Bio / Statement

Self-portrait from a biscuit tin camera, 2018. A self-portrait photographed with a self-made camera constructed from a buscuit tin. Photograph made at the darkroom for World Pinhole Day, April 25 2018. Animation created from an assemblage of individual contact-prints made from the paper negative.

When a family camera was placed in my hands as a child, I was immediately fascinated with this medium that « takes pictures ». I have since spent many of my years trying to understand what photography is, but more precisely what the world pictured in a taken image is. Does it contain captured reality, or is it merely a « proposition of reality » as former MOMA curator Peter Galassi has offered?

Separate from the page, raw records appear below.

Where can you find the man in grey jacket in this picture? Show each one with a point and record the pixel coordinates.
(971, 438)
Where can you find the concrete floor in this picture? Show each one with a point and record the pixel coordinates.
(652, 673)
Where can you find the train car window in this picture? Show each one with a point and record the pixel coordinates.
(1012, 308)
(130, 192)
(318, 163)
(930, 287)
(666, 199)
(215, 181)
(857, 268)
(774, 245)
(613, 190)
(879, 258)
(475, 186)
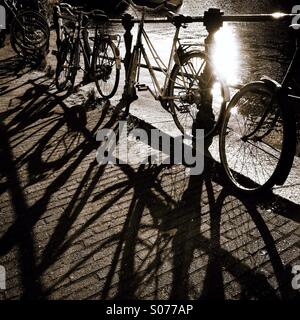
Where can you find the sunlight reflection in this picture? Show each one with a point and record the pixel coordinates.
(226, 56)
(277, 15)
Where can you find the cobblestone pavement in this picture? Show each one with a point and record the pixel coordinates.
(72, 229)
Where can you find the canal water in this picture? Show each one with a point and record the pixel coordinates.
(244, 51)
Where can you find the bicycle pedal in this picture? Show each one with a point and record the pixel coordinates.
(142, 87)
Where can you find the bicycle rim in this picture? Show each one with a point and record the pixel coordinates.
(254, 138)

Or, as I have considered, form a new reality – a parallel universe that becomes activated in the imagination as we view photographs? 

At 12 years of age, I set up a darkroom in my parent’s basement, became a photojournalist at a newspaper in West Toronto at 15, and won the Canadian high school photographer of the year award at 17. I was accepted to the photography programme at the Parsons School of Design in New York with a partial scholarship. However, I studied photography and new media closer to home at the Ontario College of Art to continue my involvement with an Industrial music band I helped found – and went on to release several albums.

I freelanced in architectural and fashion photography, built kinetic sculpture with scrap electronics, and eventually became the Creative Director at a digital media agency. I later received an MFA in Photography at the Edinburgh College of Art / University of Edinburgh and am currently considering the pursuit of an DPhil.

History and the global archive play a central role in my practice. I draw upon the photographic ether to explore causes and outcomes and the medium’s power to shape narrative and perceptions of reality. The question of where photography ends, with the medium’s objective yet highly elastic relationship with the referent, interests me. I engage through its many-faceted processes and materials produced throughout the medium’s lineage, with a primary focus on the photographic negative. 

I am less interested in the here and now of photographs and more interested in the shape of the universe formed through the photographic.